Perpanjangan Kontrak: Langkah Tepat atau Terburu-buru?
FA mengumumkan perpanjangan kontrak Tuchel beberapa jam sebelum undian Nations League pada Februari lalu. Logikanya sederhana: mengamankan pelatih elite untuk Euro 2028 dan menghindari spekulasi selama Piala Dunia. Namun, pencapaian Tuchel saat itu baru sebatas lolos ke Piala Dunia dengan rekor sempurna di grup yang relatif lemah (Andorra, Albania, Latvia, Serbia). Satu-satunya ujian melawan tim top 20 FIFA justru berakhir kekalahan dari Senegal di laga persahabatan.
Kekalahan dari Argentina menunjukkan bahwa Tuchel masih rentan terhadap taktik defensif yang justru dianggap sebagai kelemahan Southgate. Ia pun harus menerima kritik pedas dari fans. Namun, FA tetap percaya pada kemampuannya. Yang terpenting sekarang adalah bagaimana Tuchel bisa meramu skuad yang tidak hanya bergantung pada Kane, memiliki rotasi lini tengah yang solid, serta mentalitas untuk terus menekan lawan—bukan justru mundur begitu unggul.

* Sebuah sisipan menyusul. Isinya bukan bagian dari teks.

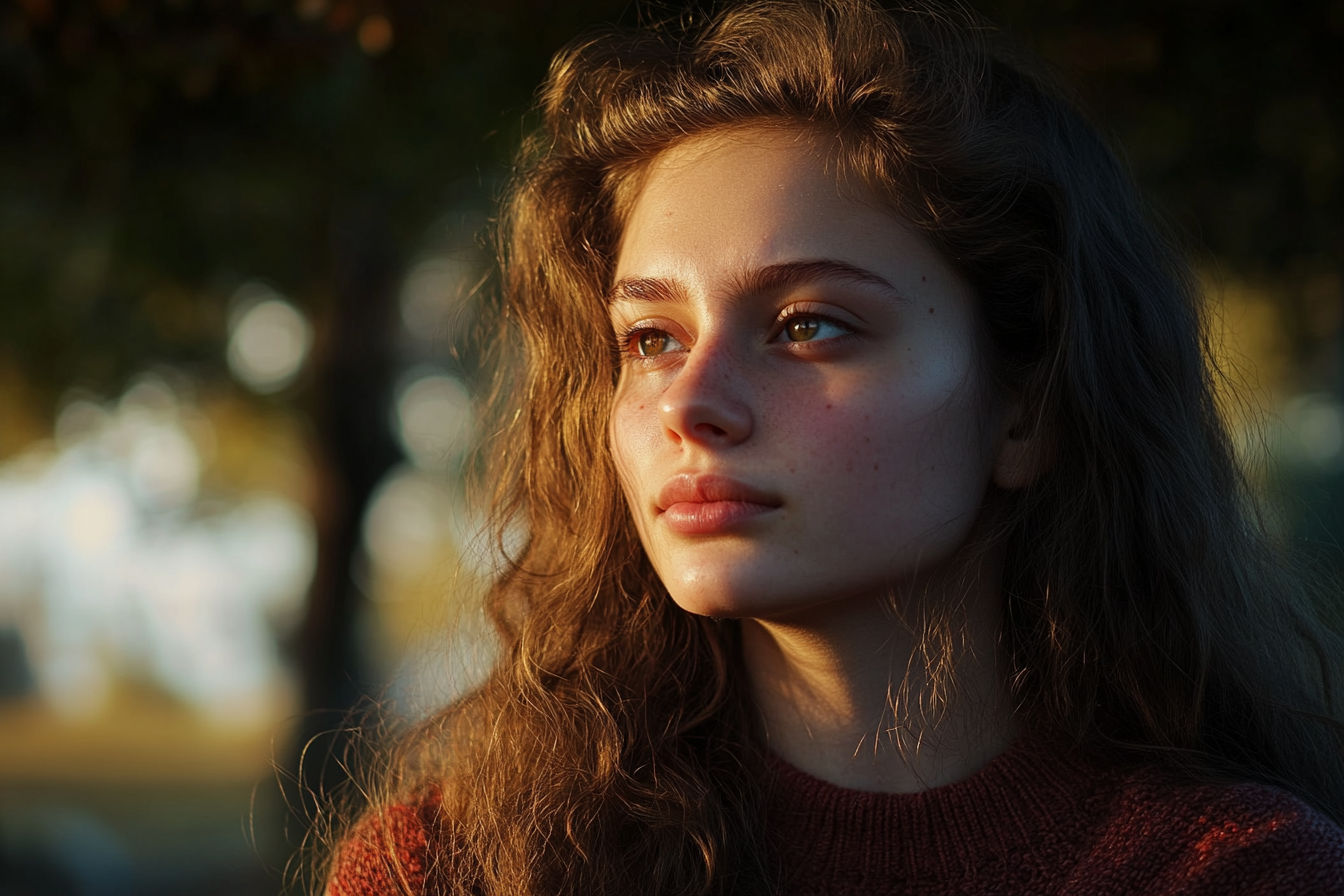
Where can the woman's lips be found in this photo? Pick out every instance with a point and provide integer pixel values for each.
(707, 517)
(700, 504)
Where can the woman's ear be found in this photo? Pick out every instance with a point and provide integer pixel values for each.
(1024, 452)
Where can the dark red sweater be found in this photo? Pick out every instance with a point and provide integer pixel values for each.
(1032, 822)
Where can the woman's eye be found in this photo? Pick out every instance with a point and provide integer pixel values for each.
(807, 328)
(651, 343)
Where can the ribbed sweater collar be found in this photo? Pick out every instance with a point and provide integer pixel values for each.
(1024, 795)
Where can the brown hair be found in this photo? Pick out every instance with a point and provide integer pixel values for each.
(1147, 611)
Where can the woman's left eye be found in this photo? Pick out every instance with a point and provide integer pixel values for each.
(808, 328)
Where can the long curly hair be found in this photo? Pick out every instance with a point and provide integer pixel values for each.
(1147, 613)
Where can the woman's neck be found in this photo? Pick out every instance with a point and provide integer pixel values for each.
(846, 695)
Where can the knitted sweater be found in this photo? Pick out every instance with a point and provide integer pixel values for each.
(1031, 822)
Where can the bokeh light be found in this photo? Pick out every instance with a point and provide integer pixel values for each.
(268, 339)
(434, 421)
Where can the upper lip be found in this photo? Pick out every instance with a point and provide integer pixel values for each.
(702, 488)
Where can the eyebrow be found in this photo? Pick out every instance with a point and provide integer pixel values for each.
(762, 280)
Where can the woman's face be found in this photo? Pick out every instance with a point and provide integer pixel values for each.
(800, 415)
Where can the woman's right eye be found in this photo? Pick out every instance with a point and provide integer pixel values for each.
(651, 343)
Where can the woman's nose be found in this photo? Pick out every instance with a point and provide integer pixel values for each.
(704, 403)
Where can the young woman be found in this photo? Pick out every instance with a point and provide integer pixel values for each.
(883, 535)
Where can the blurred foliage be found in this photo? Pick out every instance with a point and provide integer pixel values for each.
(153, 155)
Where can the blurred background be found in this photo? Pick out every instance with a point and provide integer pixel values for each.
(239, 243)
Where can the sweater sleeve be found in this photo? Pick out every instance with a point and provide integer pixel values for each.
(386, 853)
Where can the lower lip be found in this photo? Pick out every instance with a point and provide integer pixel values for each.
(711, 516)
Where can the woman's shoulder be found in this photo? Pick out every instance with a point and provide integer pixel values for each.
(1180, 836)
(390, 850)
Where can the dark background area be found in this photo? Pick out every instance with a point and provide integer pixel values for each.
(155, 155)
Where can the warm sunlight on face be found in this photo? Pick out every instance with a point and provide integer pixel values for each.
(800, 417)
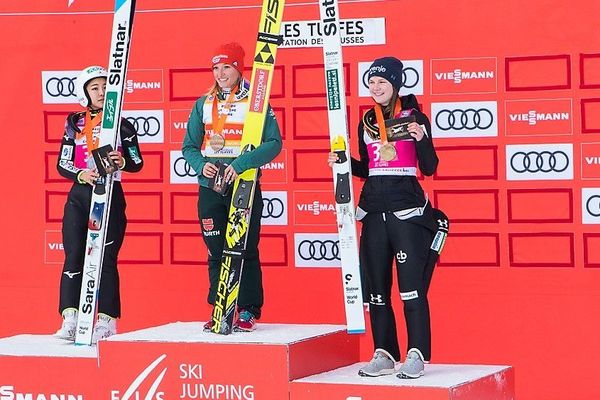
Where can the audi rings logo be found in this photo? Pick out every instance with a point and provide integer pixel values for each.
(148, 124)
(412, 81)
(318, 250)
(468, 119)
(540, 161)
(543, 161)
(272, 208)
(464, 119)
(145, 126)
(58, 87)
(592, 205)
(182, 168)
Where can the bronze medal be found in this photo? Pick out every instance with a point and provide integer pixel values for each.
(387, 152)
(216, 142)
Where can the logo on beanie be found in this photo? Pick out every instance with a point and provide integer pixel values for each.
(217, 59)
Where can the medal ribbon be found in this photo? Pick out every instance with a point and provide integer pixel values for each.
(381, 120)
(90, 123)
(219, 119)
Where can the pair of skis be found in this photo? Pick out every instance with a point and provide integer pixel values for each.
(238, 221)
(102, 193)
(243, 191)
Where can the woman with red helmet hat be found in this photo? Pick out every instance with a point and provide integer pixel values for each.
(398, 223)
(75, 163)
(213, 138)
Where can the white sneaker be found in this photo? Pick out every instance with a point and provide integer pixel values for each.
(69, 325)
(105, 326)
(381, 364)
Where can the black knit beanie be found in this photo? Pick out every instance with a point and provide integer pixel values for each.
(389, 68)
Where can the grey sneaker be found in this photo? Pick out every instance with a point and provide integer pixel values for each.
(381, 364)
(413, 367)
(69, 325)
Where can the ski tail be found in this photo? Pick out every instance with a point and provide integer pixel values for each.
(102, 194)
(342, 173)
(238, 222)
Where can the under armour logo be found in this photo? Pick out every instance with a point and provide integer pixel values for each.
(376, 299)
(401, 257)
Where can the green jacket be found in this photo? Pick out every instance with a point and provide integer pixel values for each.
(263, 154)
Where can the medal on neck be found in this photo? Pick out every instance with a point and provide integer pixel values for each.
(217, 139)
(387, 150)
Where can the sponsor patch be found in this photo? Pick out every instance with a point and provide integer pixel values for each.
(438, 241)
(134, 155)
(208, 224)
(409, 295)
(67, 153)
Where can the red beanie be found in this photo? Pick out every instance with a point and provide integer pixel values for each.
(230, 53)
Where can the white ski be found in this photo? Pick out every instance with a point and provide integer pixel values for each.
(101, 197)
(342, 174)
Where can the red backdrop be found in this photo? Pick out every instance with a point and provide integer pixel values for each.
(512, 89)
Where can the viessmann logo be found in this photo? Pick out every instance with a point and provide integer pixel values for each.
(464, 75)
(144, 86)
(153, 393)
(9, 392)
(539, 117)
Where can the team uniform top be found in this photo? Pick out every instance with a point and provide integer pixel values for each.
(198, 151)
(75, 156)
(393, 185)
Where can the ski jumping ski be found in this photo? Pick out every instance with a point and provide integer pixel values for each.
(238, 221)
(101, 197)
(342, 174)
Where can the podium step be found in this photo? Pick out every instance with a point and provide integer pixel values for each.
(447, 382)
(180, 361)
(44, 367)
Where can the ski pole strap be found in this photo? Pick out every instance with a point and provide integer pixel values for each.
(220, 118)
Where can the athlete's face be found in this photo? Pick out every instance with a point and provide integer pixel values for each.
(95, 89)
(381, 90)
(225, 75)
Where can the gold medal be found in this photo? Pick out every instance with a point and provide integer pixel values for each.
(387, 152)
(216, 142)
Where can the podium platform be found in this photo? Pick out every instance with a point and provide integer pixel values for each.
(44, 367)
(180, 361)
(440, 382)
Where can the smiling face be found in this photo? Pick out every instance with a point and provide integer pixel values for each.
(225, 75)
(381, 90)
(95, 89)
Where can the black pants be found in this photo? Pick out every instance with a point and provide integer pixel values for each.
(213, 210)
(384, 239)
(74, 233)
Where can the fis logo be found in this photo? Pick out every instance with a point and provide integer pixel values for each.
(464, 75)
(401, 257)
(133, 393)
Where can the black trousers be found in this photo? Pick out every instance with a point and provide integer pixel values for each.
(74, 232)
(386, 239)
(213, 210)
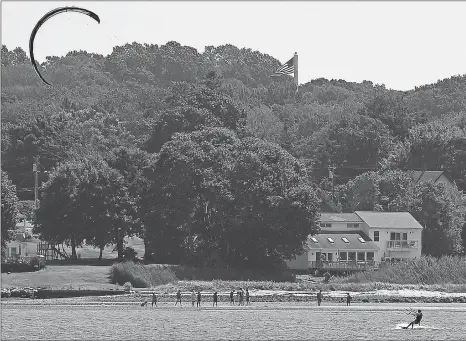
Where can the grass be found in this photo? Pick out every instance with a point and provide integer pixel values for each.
(87, 251)
(426, 270)
(145, 276)
(62, 277)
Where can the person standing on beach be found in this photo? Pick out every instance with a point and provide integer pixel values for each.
(198, 298)
(178, 297)
(215, 299)
(154, 299)
(193, 298)
(319, 298)
(327, 277)
(348, 299)
(232, 298)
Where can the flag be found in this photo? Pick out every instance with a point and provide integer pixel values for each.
(290, 67)
(285, 69)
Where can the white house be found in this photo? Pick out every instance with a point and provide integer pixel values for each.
(397, 234)
(362, 237)
(17, 248)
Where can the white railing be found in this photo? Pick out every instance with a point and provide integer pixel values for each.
(402, 244)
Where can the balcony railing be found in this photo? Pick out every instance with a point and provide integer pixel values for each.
(348, 265)
(402, 244)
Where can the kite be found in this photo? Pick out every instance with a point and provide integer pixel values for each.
(47, 17)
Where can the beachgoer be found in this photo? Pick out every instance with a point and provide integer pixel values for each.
(417, 320)
(215, 299)
(232, 298)
(319, 298)
(326, 277)
(193, 298)
(198, 298)
(178, 297)
(154, 299)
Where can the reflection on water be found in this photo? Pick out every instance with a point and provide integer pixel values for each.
(261, 321)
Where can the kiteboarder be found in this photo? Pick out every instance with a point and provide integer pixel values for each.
(319, 298)
(417, 320)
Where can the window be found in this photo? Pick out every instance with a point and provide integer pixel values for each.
(361, 256)
(398, 236)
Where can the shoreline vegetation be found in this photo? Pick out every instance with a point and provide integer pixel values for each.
(426, 279)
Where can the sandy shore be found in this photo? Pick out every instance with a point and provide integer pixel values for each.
(377, 296)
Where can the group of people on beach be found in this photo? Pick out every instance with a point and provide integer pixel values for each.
(320, 297)
(196, 298)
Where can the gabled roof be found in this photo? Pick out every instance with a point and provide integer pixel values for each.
(340, 217)
(427, 175)
(354, 243)
(389, 219)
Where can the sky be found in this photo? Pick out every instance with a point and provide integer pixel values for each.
(399, 44)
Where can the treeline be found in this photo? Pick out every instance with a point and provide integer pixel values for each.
(211, 160)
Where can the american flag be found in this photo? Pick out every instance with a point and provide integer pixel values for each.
(285, 69)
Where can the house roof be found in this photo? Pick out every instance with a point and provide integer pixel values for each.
(427, 175)
(340, 217)
(354, 243)
(389, 219)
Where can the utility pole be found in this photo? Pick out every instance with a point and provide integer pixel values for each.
(36, 182)
(331, 169)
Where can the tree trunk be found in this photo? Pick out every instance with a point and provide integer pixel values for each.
(73, 249)
(100, 254)
(120, 248)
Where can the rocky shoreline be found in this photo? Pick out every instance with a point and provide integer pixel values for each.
(122, 296)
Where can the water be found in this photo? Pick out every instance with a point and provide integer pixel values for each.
(260, 321)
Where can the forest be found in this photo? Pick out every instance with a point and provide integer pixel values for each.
(212, 161)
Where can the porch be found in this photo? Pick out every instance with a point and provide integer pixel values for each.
(343, 266)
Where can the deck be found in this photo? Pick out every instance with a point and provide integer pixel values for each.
(342, 266)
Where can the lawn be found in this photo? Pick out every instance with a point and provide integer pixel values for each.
(62, 277)
(90, 252)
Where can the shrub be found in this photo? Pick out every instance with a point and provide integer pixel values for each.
(140, 276)
(424, 270)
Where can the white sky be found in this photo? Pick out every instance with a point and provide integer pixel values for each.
(398, 44)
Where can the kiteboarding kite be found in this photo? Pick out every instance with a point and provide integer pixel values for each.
(47, 17)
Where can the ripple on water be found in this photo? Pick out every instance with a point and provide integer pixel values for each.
(256, 322)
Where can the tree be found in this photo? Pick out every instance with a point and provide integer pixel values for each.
(59, 218)
(244, 201)
(9, 210)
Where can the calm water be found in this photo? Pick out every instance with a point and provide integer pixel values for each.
(260, 321)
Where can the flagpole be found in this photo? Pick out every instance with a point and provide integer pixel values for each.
(295, 63)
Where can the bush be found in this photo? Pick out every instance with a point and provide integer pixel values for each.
(425, 270)
(140, 276)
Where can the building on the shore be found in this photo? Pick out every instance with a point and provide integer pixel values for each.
(356, 241)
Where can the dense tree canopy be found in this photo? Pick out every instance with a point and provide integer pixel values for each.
(212, 156)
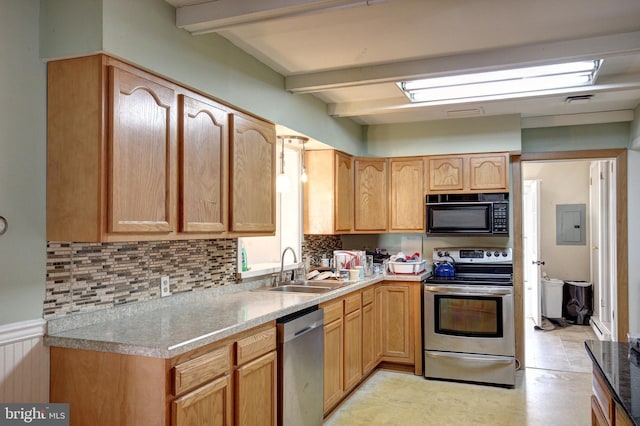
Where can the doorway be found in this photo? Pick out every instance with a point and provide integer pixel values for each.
(615, 257)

Kesimpulan: Euro 2028 Sebagai Ajang Pembuktian
Euro 2028 yang akan digelar di Inggris menjadi peluang emas sekaligus tekanan besar bagi Thomas Tuchel. Ia harus segera menyelesaikan berbagai masalah strategi yang terlihat di Piala Dunia 2026. Mulai dari mencari pengganti Harry Kane jangka pendek, memberikan kesempatan kepada Kobbie Mainoo atau gelandang muda lain, hingga memperbaiki mentalitas bertahan yang berlebihan. Jika tidak, bukan tidak mungkin Tuchel akan kehilangan dukungan publik sebelum turnamen dimulai. Namun, dengan kecerdasan taktis yang dimilikinya, ia masih memiliki waktu dua tahun untuk membangun tim yang lebih kuat dan seimbang.